What's the derivative of #f(x) = (arctan (x/2)) + ((5x-1)/(2(x^2) + 4))#?

1 Answer
Sep 3, 2016

#f'(x)=(56+8x+6x^2+2x^3-x^4)/(2(x^2+4)(x^2+2)^2)#.

Explanation:

Let #f(x)=g(x)+h(x)", so that, "f'(x)=g'(x)+h'(x).........(star)#,

where, #g(x)=arc tan (x/2), and, h(x)={(5x-1)/(2x^2+4)}#.

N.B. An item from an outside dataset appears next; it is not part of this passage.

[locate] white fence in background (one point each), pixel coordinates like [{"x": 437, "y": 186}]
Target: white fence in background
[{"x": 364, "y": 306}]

#g(x)=arc tan (x/2)rArrg'(x)=(1/(1+(x/2)^2))*d/dx(x/2)#

#rArr f'(x)=1/2*(4/(4+x^2))=2/(x^2+4).....................(1)#

#h(x)=(5x-1)/(2x^2+4)#

#:.lnh(x)=ln(5x-1)-ln(2x^2+4)#

#:.d/dxlnh(x)=d/dxln(5x-1)-d/dxln(2x^2+4)#

#:. 1/(h(x))d/dxh(x)....................................."[by chain rule]"#

#=1/(5x-1)d/dx(5x-1)-1/(2x^2+4)*d/dx(2x^2+4)#

#=5/(5x-1)-(4x)/(2x^2+4)#

#:. h'(x)=h(x)[{5(2x^2+4)-4x(5x-1)}/{(5x-1)(2x^2+4)}]#

#:.h'(x)=cancel((5x-1))/(2x^2+4){(20+4x-10x^2)/(cancel((5x-1))(2x^2+4))}#

#:. h'(x)=(10+2x-5x^2)/(2(x^2+2)^2).............(2)#

Using #(1),(2)" in "(star)#,

#f'(x)=2/(x^2+4)+(10+2x-5x^2)/(2(x^2+2)^2)#

#={4(x^2+2)^2+(4+x^2)(10+2x-5x^2)}/(2(x^2+4)(x^2+2)^2)#

#=(4x^4+16x^2+16+40+8x-20x^2+10x^2+2x^3-5x^4)/(2(x^2+4)(x^2+2)^2)#

#f'(x)=(56+8x+6x^2+2x^3-x^4)/(2(x^2+4)(x^2+2)^2)#.